El desglose de los atributos del sistema de justicia penal evidencia un severo cuestionamiento a los pilares de la magistratura. Un 83% de los encuestados manifestó que el sistema no le genera confianza y un 82% estima que la institución no asegura la igualdad ante la ley. Asimismo, el carácter de la judicatura frente a factores externos es duramente evaluado: un 81% percibe que el sistema no es imparcial y es vulnerable a la influencia de los sectores más poderosos, mientras que un 61% le resta una completa autonomía de funcionamiento. Respecto a su funcionamiento diario, el 79% cuestiona la transparencia de sus procedimientos y un 77% desestima su eficiencia.
El rol de los jueces
Este adverso escenario afectó directamente la valoración de los tribunales de alzada. La Corte Suprema registró una fuerte caída en su evaluación positiva (notas 5 a 7), alcanzando apenas un 23% de respaldo, lo que se traduce en una pérdida de 14 puntos porcentuales. En paralelo, las Cortes de Apelaciones retrocedieron 18 puntos, situándose con un 22% de percepción favorable.
Al momento de identificar a los responsables de las fallas operativas de la justicia chilena, la ciudadanía apunta directamente al estrado. Los jueces concentran la mayor atribución de responsabilidad con un 67% de las menciones, anotando un aumento sustancial de 18 puntos respecto al último registro. Bastante más atrás en el listado se ubican los reparos hacia el diseño de las leyes (39%), el rol de la Fiscalía y sus persecutores (39%) y la conducción del Gobierno a través del Ministerio de Justicia (31%).

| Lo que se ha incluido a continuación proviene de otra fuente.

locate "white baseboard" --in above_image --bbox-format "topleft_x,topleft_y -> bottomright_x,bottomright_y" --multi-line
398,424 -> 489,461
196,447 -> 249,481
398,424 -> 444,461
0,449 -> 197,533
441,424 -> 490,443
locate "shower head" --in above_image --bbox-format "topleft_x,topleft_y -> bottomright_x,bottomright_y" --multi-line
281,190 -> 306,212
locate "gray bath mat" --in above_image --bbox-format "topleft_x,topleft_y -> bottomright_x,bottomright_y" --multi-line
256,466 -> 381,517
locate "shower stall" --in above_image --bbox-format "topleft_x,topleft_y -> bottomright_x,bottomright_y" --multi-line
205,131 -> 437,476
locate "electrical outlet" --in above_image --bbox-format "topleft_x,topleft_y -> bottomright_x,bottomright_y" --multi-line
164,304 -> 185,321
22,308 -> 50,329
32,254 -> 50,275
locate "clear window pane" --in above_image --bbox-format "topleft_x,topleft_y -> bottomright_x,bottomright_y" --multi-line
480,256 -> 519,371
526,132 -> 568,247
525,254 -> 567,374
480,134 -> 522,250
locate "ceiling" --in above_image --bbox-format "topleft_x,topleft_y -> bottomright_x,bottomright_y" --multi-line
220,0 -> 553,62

El revés del “Plan Cancerbero” en Talca
La evaluación del sistema carcelario también experimentó un retroceso. Quienes consideran que el denominado “Plan Cancerbero” representa un cambio real en el sistema carcelario retrocedieron al 45%, frente a un 51% de la población que actualmente lo califica como un “espectáculo comunicacional”.

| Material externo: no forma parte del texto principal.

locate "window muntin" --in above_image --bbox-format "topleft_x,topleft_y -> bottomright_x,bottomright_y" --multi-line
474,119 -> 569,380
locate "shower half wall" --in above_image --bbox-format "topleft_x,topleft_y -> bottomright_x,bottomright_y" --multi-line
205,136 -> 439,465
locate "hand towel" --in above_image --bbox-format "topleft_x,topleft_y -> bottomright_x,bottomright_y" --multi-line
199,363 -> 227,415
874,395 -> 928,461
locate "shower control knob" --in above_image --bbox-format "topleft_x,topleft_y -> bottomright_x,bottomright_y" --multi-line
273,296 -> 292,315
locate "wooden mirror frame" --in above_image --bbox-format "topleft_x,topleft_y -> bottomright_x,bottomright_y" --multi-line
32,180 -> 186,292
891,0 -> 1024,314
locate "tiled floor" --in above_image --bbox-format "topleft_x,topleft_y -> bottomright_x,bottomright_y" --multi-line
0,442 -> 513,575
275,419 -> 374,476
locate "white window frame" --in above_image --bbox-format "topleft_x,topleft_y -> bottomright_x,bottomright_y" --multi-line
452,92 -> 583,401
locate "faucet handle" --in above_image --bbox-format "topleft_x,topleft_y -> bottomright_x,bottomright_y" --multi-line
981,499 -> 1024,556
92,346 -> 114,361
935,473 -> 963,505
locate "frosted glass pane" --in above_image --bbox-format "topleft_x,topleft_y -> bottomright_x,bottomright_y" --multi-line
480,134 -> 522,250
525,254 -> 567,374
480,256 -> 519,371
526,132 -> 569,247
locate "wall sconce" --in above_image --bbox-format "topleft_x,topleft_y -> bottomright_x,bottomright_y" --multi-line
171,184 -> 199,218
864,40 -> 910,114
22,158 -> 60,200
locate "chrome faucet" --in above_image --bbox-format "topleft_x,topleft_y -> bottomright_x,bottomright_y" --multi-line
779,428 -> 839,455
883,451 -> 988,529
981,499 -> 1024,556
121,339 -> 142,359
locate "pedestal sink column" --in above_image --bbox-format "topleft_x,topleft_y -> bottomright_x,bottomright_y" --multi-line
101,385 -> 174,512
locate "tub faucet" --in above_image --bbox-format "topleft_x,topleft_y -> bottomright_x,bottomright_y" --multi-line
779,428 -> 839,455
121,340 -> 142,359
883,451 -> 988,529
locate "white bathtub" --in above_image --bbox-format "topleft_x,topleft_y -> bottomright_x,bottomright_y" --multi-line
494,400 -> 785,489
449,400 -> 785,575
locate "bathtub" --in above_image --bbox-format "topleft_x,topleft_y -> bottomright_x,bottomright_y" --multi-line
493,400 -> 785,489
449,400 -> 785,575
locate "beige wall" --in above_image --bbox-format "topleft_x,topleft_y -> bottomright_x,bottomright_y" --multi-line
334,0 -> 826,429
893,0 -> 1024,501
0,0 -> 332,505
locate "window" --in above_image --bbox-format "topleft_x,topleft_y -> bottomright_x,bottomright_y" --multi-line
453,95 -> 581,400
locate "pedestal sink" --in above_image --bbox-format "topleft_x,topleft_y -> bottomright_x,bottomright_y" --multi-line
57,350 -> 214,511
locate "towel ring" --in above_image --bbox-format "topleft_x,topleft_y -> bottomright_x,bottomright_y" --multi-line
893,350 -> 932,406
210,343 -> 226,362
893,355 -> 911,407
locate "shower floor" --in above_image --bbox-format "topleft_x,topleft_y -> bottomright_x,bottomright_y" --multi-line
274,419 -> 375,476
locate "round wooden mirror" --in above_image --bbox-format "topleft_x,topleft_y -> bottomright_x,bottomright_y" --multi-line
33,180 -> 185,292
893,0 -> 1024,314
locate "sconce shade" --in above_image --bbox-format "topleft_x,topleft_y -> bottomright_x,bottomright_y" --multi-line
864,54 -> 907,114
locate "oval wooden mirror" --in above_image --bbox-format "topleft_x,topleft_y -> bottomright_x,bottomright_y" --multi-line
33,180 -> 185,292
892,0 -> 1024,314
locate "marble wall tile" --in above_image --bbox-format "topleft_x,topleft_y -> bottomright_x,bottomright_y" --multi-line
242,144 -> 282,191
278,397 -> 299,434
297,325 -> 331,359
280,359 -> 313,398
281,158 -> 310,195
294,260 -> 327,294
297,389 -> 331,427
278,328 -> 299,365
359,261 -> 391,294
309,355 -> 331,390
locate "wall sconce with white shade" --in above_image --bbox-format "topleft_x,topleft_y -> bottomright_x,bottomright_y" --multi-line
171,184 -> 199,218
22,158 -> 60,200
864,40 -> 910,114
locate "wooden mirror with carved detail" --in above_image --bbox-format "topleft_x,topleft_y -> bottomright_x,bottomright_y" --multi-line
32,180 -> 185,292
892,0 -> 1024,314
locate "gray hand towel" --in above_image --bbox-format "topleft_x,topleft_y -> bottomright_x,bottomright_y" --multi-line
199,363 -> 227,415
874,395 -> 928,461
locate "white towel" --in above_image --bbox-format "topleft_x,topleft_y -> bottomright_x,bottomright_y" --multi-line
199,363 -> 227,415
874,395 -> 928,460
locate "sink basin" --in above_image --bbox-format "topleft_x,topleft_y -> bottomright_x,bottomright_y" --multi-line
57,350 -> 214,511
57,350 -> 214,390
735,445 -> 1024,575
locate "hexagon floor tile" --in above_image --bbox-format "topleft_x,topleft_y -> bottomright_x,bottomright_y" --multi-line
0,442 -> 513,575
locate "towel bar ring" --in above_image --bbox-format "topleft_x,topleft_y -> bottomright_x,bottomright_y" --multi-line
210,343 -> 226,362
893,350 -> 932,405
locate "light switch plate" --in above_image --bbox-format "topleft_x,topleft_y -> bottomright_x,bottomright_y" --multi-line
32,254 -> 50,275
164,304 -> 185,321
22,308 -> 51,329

Este declive se vincula de forma directa con la contingencia judicial en el Maule. El 65% de los encuestados declaró estar al tanto del revés que sufrió el programa luego de que un juez de garantía revirtiera la instrucción del Director Nacional de Gendarmería para trasladar reos de alta peligrosidad al nuevo penal de Talca. Frente a la resolución judicial que bloqueó transitoriamente dicho traslado, el 67% de los chilenos manifestó su desacuerdo con la medida adoptada por el magistrado.

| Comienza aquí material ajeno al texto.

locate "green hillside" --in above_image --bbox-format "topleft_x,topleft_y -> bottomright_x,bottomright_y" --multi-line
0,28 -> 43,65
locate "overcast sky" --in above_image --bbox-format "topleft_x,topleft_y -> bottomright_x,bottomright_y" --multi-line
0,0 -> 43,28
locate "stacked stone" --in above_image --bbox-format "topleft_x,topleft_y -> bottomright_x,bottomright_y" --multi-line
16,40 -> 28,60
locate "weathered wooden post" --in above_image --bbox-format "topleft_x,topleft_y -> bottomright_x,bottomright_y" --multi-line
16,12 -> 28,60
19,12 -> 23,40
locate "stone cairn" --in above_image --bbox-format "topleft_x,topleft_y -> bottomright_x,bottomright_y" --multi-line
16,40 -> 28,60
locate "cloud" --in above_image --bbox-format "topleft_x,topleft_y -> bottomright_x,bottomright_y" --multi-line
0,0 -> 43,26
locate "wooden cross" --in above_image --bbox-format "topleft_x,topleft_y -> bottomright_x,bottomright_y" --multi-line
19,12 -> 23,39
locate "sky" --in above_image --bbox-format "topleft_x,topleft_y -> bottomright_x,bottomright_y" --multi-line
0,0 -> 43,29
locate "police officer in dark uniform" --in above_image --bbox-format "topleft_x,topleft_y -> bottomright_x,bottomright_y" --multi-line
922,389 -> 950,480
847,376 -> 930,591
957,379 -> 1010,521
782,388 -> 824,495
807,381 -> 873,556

En materia legislativa y de seguridad, la propuesta gubernamental para implementar un nuevo Estado de Excepción divide las preferencias: un 50% se declara de acuerdo con la herramienta siempre que requiera autorización del Congreso y renovación mensual cada 30 días, mientras que el 33% apoya que sea atribución exclusiva del Presidente decretarlo por 120 días.